“What, what has happened this time?” enquired Belle, with bright excited eyes.

“The Major is dead.”

“Dead!” echoed Mrs. Redmond. “Nonsense!”

“Yes, went off in an apoplexy, or a stroke. Mrs. Malone looked into the study an hour after lunch (indeed it was about Jane Bolland’s bill), and you know he was always a heavy eater. She saw him lying face downwards on the table, with a telegram in his hand. She screamed to Jane, and between them they lifted him up, and he was dead, stone dead, with the red cat sitting beside him. Mrs. Malone has been from one faint into another ever since, and I just ran over to tell you,” and she gasped for breath.

After this announcement there was a profound silence for some seconds, and then Betty said:

“How dreadful! How sudden! Why I was speaking to him this morning as he drove past the gate.”

“Well, you will never speak to him again,” returned Maria, emphatically.

“Poor Mrs. Malone,” continued Betty. “Who is with her and Cuckoo?”

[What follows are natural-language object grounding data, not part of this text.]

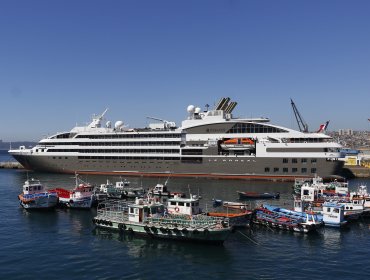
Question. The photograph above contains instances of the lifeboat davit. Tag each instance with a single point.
(238, 144)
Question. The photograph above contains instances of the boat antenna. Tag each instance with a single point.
(303, 127)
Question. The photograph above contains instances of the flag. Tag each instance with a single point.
(323, 127)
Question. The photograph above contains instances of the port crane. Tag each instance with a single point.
(303, 127)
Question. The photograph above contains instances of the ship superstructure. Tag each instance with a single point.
(211, 143)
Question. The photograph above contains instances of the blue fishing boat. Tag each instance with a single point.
(281, 218)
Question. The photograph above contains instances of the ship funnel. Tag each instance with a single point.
(230, 107)
(223, 108)
(222, 104)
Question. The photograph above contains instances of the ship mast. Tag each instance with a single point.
(303, 127)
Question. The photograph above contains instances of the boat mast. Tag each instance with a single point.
(303, 127)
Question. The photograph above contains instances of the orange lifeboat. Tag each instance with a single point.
(238, 143)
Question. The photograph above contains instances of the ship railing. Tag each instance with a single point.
(198, 221)
(114, 210)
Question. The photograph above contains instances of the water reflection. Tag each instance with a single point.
(145, 247)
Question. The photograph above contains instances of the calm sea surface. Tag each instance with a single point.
(63, 244)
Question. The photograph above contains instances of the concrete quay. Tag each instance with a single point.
(10, 165)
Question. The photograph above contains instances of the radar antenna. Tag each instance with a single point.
(166, 123)
(303, 127)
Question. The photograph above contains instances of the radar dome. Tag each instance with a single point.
(118, 124)
(191, 109)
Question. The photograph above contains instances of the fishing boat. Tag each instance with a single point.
(121, 189)
(148, 218)
(241, 219)
(257, 195)
(162, 190)
(81, 196)
(184, 206)
(234, 205)
(216, 202)
(333, 214)
(35, 196)
(277, 217)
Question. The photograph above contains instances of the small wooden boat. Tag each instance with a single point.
(241, 219)
(285, 219)
(81, 196)
(256, 195)
(35, 196)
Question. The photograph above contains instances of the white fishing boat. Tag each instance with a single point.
(121, 189)
(35, 196)
(148, 218)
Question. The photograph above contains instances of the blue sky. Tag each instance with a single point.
(61, 61)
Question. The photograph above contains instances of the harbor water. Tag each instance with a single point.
(64, 244)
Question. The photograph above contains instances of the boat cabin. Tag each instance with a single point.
(160, 189)
(186, 206)
(32, 186)
(140, 210)
(309, 193)
(122, 184)
(333, 214)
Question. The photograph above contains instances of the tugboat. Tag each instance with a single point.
(82, 196)
(35, 196)
(148, 218)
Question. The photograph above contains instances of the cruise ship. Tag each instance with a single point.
(211, 143)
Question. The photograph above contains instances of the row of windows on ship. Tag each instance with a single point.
(286, 170)
(152, 143)
(285, 160)
(163, 143)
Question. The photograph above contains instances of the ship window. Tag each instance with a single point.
(254, 128)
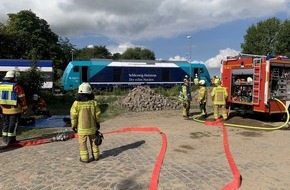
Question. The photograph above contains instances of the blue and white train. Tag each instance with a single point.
(21, 65)
(107, 74)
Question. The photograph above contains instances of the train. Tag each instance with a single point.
(254, 82)
(23, 65)
(110, 74)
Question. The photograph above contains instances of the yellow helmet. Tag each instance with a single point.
(201, 82)
(217, 81)
(85, 88)
(11, 74)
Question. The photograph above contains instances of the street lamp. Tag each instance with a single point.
(72, 54)
(189, 38)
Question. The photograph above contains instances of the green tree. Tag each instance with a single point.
(262, 38)
(138, 53)
(31, 34)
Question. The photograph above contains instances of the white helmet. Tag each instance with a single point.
(201, 82)
(11, 74)
(35, 97)
(85, 88)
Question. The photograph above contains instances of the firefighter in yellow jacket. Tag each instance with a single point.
(202, 98)
(219, 96)
(13, 105)
(84, 115)
(186, 97)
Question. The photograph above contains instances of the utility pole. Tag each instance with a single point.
(189, 38)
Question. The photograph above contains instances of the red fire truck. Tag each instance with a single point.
(254, 82)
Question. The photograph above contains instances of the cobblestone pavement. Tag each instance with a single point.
(194, 160)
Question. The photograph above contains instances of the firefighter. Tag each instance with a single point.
(195, 80)
(202, 98)
(219, 95)
(13, 105)
(186, 97)
(39, 106)
(84, 115)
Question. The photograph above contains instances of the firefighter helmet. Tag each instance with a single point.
(85, 88)
(201, 82)
(11, 74)
(35, 97)
(217, 81)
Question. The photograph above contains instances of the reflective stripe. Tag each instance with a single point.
(4, 133)
(84, 155)
(8, 95)
(11, 134)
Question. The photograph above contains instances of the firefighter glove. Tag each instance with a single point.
(75, 129)
(99, 138)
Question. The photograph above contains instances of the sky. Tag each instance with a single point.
(203, 31)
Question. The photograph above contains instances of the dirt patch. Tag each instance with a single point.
(250, 134)
(197, 135)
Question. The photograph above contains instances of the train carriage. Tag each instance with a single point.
(21, 65)
(107, 74)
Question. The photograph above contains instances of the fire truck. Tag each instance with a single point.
(254, 82)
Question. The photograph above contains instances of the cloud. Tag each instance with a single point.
(131, 20)
(215, 62)
(177, 58)
(121, 47)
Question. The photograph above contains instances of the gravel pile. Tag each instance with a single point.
(143, 98)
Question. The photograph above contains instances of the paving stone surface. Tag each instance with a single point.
(194, 159)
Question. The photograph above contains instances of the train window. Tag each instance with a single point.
(76, 69)
(165, 75)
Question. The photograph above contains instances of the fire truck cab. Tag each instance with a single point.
(254, 81)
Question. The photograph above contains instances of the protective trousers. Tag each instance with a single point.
(186, 108)
(202, 107)
(216, 111)
(84, 152)
(10, 124)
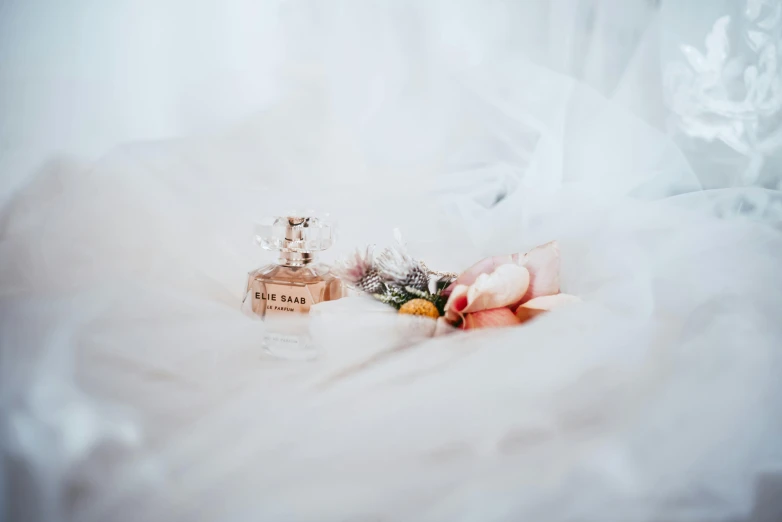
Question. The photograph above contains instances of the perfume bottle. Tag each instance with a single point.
(283, 291)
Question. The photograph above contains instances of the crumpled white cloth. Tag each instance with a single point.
(133, 388)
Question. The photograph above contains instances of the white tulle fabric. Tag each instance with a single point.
(134, 389)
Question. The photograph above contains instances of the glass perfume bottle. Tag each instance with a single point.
(283, 291)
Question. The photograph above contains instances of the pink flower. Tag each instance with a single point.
(504, 282)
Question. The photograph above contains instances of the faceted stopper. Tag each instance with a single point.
(295, 234)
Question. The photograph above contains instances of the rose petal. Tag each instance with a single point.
(539, 305)
(456, 303)
(503, 287)
(492, 318)
(543, 264)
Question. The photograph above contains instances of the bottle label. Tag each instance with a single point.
(273, 299)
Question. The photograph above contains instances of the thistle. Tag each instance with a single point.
(359, 272)
(394, 277)
(398, 268)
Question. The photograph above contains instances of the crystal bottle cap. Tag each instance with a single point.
(295, 234)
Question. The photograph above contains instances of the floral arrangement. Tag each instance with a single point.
(495, 292)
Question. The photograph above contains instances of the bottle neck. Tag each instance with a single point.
(295, 258)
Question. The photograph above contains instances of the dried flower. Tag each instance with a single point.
(398, 268)
(358, 271)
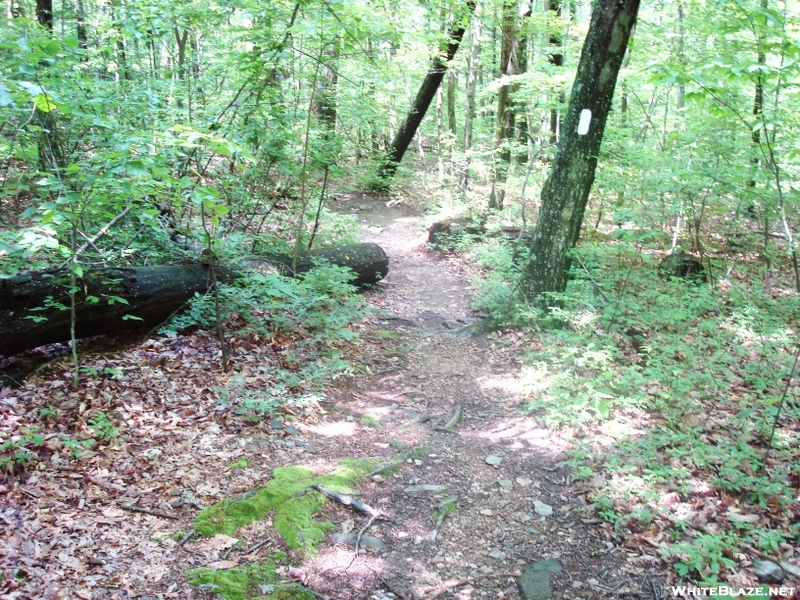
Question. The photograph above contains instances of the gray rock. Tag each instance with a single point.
(535, 581)
(436, 489)
(542, 509)
(366, 540)
(768, 571)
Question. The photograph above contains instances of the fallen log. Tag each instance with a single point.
(368, 261)
(35, 306)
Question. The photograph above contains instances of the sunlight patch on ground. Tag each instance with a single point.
(334, 429)
(505, 382)
(388, 396)
(523, 433)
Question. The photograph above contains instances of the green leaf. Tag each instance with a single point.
(44, 102)
(5, 96)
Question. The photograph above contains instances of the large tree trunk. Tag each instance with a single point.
(556, 59)
(566, 191)
(405, 134)
(34, 307)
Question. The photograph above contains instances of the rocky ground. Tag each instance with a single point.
(512, 511)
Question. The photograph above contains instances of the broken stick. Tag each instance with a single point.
(452, 421)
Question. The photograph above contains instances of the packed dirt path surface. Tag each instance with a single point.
(504, 468)
(112, 519)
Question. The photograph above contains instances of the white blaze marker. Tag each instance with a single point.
(583, 123)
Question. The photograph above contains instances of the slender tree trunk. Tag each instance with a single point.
(325, 102)
(122, 58)
(511, 63)
(758, 105)
(431, 83)
(472, 78)
(451, 102)
(681, 101)
(566, 190)
(80, 28)
(505, 116)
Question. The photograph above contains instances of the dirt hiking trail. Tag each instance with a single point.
(466, 511)
(504, 468)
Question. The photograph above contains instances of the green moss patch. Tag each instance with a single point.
(239, 464)
(248, 581)
(371, 421)
(284, 494)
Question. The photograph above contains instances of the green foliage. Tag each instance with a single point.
(708, 555)
(76, 447)
(371, 421)
(248, 581)
(20, 450)
(102, 426)
(706, 366)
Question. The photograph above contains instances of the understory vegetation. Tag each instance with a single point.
(138, 134)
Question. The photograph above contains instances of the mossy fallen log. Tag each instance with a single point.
(35, 307)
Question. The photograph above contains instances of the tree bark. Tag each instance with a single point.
(566, 191)
(511, 64)
(405, 134)
(556, 59)
(472, 78)
(153, 295)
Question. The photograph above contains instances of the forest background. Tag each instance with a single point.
(231, 128)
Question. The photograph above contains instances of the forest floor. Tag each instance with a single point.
(69, 534)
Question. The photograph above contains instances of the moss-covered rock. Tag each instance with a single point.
(288, 494)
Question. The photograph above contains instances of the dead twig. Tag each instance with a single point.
(452, 421)
(257, 546)
(454, 584)
(443, 508)
(189, 535)
(390, 465)
(363, 529)
(147, 511)
(346, 500)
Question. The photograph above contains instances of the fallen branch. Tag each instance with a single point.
(452, 421)
(449, 586)
(257, 546)
(397, 593)
(91, 240)
(346, 500)
(187, 536)
(363, 529)
(391, 464)
(147, 511)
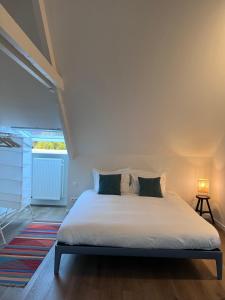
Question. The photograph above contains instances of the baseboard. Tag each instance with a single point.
(221, 225)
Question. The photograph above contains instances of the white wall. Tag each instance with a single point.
(144, 84)
(182, 172)
(218, 182)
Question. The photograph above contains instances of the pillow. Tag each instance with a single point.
(146, 174)
(109, 184)
(150, 187)
(125, 179)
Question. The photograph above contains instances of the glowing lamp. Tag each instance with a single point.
(203, 186)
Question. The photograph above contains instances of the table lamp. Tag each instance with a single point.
(203, 186)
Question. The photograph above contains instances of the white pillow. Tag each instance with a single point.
(146, 174)
(125, 179)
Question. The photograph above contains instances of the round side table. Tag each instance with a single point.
(200, 205)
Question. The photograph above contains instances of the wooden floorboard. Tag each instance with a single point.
(118, 278)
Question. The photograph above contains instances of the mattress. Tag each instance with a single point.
(136, 222)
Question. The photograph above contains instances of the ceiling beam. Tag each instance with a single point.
(16, 44)
(63, 113)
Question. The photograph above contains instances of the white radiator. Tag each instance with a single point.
(47, 179)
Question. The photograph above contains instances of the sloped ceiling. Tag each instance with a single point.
(142, 76)
(24, 102)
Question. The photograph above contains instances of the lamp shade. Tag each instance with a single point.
(203, 186)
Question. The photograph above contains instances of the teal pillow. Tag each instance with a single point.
(150, 187)
(109, 184)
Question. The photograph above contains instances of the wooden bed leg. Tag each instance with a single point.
(58, 255)
(219, 266)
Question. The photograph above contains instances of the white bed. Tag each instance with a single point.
(132, 221)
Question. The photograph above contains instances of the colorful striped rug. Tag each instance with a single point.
(23, 255)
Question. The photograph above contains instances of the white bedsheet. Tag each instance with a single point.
(136, 222)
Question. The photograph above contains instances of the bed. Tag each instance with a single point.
(130, 225)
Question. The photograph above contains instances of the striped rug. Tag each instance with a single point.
(23, 255)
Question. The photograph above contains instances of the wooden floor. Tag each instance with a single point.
(106, 278)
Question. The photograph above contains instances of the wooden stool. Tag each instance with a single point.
(201, 199)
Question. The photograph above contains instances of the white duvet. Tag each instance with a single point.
(136, 222)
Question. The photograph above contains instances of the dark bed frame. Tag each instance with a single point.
(62, 248)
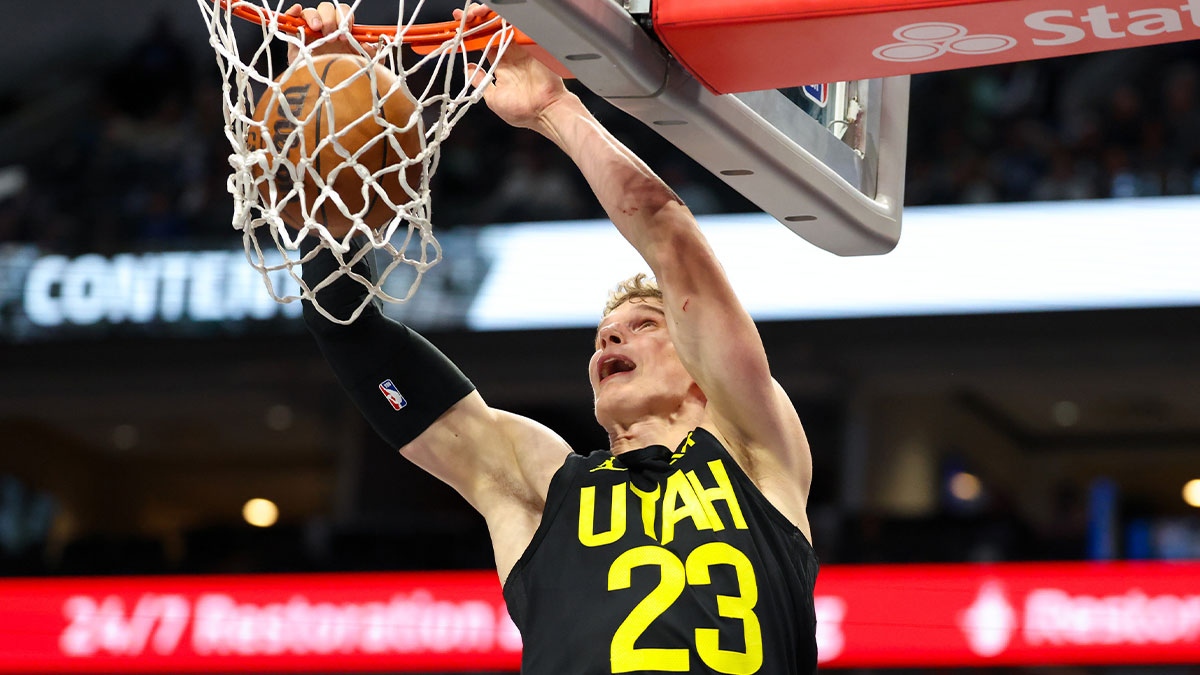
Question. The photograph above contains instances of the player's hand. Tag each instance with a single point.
(522, 88)
(322, 21)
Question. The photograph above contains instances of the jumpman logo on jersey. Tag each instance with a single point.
(683, 448)
(607, 465)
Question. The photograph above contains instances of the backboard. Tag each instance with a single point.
(827, 160)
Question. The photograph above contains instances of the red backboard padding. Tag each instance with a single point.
(736, 46)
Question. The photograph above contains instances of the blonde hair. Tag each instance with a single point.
(637, 286)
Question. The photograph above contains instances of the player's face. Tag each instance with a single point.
(635, 370)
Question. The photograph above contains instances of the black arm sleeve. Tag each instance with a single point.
(396, 377)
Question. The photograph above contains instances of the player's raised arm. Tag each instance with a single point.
(714, 335)
(419, 401)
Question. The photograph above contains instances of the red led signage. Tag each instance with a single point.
(868, 616)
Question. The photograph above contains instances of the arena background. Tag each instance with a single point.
(130, 447)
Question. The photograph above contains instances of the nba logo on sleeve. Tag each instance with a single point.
(393, 394)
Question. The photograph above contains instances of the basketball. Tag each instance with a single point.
(352, 95)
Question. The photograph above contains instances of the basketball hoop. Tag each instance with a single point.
(289, 175)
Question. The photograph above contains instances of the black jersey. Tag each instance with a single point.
(659, 561)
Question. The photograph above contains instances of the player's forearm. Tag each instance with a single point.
(400, 382)
(642, 207)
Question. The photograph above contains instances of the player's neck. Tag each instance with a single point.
(653, 430)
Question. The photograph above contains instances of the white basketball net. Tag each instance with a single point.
(250, 66)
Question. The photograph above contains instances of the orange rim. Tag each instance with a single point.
(417, 35)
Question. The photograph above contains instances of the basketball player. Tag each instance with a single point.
(682, 548)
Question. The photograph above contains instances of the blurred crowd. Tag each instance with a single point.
(137, 157)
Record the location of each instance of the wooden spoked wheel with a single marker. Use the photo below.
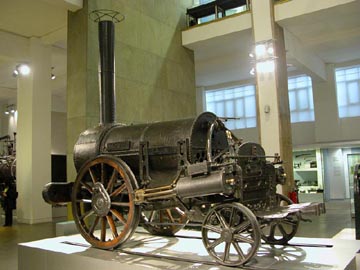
(279, 231)
(231, 234)
(103, 202)
(164, 222)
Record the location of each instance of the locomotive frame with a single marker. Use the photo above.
(167, 175)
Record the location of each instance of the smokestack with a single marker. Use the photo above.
(107, 72)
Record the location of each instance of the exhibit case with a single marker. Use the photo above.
(308, 174)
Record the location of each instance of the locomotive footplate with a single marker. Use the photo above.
(309, 208)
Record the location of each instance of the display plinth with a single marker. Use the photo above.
(73, 252)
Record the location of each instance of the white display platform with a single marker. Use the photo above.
(58, 254)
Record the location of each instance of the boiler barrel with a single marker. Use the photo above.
(159, 140)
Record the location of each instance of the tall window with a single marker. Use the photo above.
(238, 104)
(301, 99)
(348, 91)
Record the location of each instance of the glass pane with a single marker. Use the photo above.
(240, 112)
(219, 109)
(210, 107)
(292, 100)
(302, 99)
(348, 91)
(229, 108)
(250, 106)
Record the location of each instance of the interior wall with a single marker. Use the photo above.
(8, 125)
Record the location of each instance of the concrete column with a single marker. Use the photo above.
(34, 136)
(272, 91)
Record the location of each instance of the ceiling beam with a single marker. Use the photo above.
(13, 47)
(55, 36)
(304, 59)
(74, 5)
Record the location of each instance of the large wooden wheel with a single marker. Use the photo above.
(231, 234)
(103, 202)
(279, 231)
(164, 222)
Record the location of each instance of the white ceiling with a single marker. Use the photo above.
(22, 19)
(332, 34)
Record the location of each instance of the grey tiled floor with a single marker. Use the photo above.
(325, 226)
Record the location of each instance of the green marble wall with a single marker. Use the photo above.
(155, 77)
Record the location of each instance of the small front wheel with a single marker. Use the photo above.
(231, 234)
(279, 231)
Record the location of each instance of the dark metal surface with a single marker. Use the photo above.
(107, 72)
(57, 193)
(357, 200)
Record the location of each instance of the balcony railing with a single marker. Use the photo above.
(217, 9)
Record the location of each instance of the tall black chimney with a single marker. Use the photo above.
(107, 72)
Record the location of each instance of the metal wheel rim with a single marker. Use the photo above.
(168, 216)
(280, 231)
(114, 223)
(231, 234)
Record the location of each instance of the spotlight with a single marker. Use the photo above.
(23, 69)
(10, 109)
(53, 77)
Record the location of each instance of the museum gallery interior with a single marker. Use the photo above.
(179, 134)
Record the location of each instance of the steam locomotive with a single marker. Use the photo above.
(165, 175)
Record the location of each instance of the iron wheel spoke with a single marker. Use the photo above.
(238, 250)
(92, 175)
(119, 216)
(118, 190)
(242, 227)
(213, 228)
(103, 229)
(110, 185)
(93, 226)
(122, 204)
(169, 215)
(111, 223)
(226, 252)
(102, 174)
(215, 243)
(221, 219)
(87, 214)
(243, 239)
(87, 187)
(282, 230)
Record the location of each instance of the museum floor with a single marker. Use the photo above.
(326, 226)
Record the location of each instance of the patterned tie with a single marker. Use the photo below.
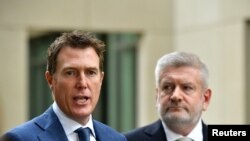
(184, 139)
(83, 134)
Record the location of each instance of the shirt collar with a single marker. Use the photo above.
(70, 125)
(196, 134)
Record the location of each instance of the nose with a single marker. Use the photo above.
(81, 81)
(176, 95)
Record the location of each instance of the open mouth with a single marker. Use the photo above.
(81, 99)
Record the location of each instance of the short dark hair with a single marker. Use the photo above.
(74, 39)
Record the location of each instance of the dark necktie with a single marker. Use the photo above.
(184, 139)
(83, 134)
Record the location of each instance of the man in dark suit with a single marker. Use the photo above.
(182, 94)
(74, 74)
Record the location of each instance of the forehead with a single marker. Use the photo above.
(181, 74)
(78, 56)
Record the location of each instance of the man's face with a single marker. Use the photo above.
(180, 96)
(76, 84)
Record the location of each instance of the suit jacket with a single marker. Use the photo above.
(154, 132)
(47, 127)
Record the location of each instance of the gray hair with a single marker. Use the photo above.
(179, 59)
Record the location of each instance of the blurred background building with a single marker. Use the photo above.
(136, 32)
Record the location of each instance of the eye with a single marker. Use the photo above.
(70, 73)
(91, 72)
(188, 89)
(168, 88)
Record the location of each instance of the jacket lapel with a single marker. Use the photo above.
(53, 130)
(155, 132)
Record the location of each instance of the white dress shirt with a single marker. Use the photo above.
(196, 134)
(70, 125)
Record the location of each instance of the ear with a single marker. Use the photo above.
(156, 96)
(49, 78)
(207, 97)
(102, 76)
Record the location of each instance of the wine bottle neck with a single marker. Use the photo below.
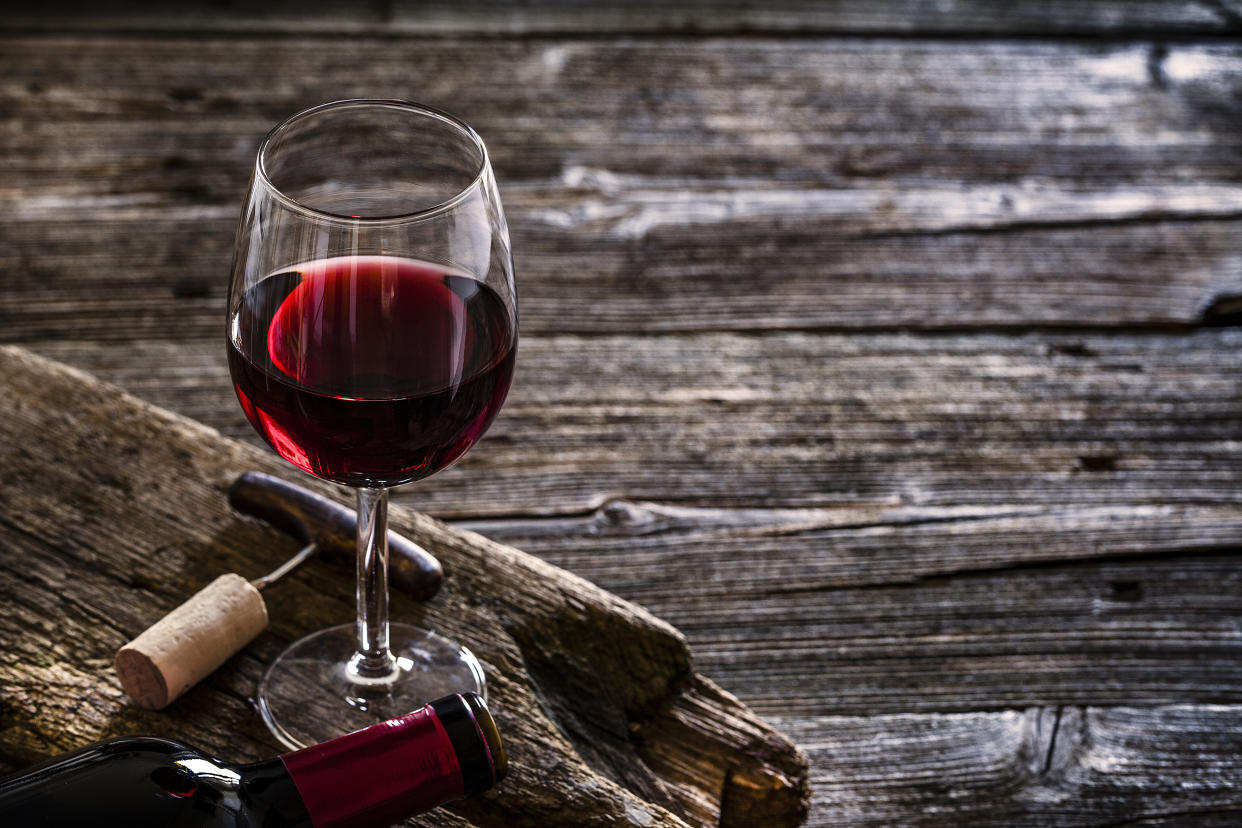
(380, 775)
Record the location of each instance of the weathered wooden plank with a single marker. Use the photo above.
(965, 502)
(112, 512)
(1096, 18)
(862, 423)
(1176, 765)
(662, 185)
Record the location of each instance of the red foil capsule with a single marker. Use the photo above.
(384, 774)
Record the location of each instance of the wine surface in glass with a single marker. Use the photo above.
(370, 370)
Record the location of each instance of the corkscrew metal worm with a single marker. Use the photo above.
(191, 641)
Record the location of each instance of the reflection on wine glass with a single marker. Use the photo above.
(371, 339)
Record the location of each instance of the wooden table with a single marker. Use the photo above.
(889, 350)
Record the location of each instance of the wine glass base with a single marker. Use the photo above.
(309, 694)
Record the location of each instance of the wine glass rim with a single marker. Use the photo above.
(393, 103)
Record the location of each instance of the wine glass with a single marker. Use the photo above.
(371, 339)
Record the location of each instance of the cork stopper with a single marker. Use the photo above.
(190, 642)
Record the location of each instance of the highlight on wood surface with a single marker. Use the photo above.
(602, 714)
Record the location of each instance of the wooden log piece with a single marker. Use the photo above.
(112, 510)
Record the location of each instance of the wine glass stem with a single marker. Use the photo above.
(373, 659)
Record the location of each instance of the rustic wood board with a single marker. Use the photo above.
(112, 512)
(744, 184)
(446, 18)
(969, 462)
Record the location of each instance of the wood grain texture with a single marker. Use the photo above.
(745, 185)
(894, 370)
(113, 510)
(819, 421)
(1091, 18)
(1066, 766)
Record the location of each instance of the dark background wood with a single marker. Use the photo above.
(888, 350)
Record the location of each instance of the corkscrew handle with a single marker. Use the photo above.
(330, 526)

“No one, so I just come to fetch you, Betty; you know the ways of the house; they are used to you, and there must be some one to keep things together. They say Mrs. Malone is in for some illness from the shock, and you know what Cuckoo is. She has been screeching and crying ever since it was found, at three o’clock.”

Yes, the big, burly, loud-voiced Major that had driven past the gate flourishing his whip a few hours ago was now merely “it,” and had been laid out on the study sofa, awaiting the county coroner.